Last Friday evening the U.S. Senate voted 93 to 1 to make it easier for homeowners with subprime loans to move to federally insured loans. The one “nay” vote was cast by our own Senator Kyl. I whole heartedly agree with his vote. If passed into law, this bill will be another taxpayer bailout; this time of mortgage lenders who made loans that should not have been made.
The bill essentially shifts the financial risk from the borrower and lender to the federal government by loosening the credit requirements on FHA loans. As the Honorable Tom Patterson recently wrote, “Worse, the bailouts reinforce Americans' belief that the consequences of risky behavior should be borne by government. We can live in floodplains, go without medical insurance, or take on more debt that we can afford, knowing that if it doesn't work out, government will rescue us.”

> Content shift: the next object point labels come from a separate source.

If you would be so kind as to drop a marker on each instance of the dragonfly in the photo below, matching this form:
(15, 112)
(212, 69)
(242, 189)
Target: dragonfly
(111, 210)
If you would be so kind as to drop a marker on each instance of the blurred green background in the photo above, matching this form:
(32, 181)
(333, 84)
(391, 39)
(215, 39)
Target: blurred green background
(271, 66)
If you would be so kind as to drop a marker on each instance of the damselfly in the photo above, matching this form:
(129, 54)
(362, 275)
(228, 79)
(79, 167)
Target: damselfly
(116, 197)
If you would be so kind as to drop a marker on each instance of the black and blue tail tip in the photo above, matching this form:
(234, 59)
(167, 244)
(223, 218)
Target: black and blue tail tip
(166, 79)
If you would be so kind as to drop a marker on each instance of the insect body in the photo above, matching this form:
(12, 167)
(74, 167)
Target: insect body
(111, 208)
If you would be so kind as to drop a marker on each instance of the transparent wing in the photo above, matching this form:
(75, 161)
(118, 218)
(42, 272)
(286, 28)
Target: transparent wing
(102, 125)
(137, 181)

I would hope most Republicans would be smart enough to reject the premise that these “loans” were made by predatory mortgage lenders interested in defrauding borrowers and forcing them to default so they could repossess their houses. Senator Charles Schumer of New York would have you believe these borrowers were “tricked” into unaffordable loans. Hey Chuck, lenders are not in the home ownership business.
No doubt, some mortgage originators were greedy and anxious to generate fees by writing subprime loans that could later be packaged into mortgage backed securities and sold off in the securities market. In total, these subprime loans represent only a very minute percentage of all the loans written during the housing boom.
Lenders who created the situation by issuing easy credit should be working with borrowers to resolve the problem and not looking to government to fix their problem. Many lenders have already or are in the process of implementing programs to do just that. As we have learned before, the government should let the free market work. President Reagan had it right when he said, “Government does not solve problems; it subsidizes them.”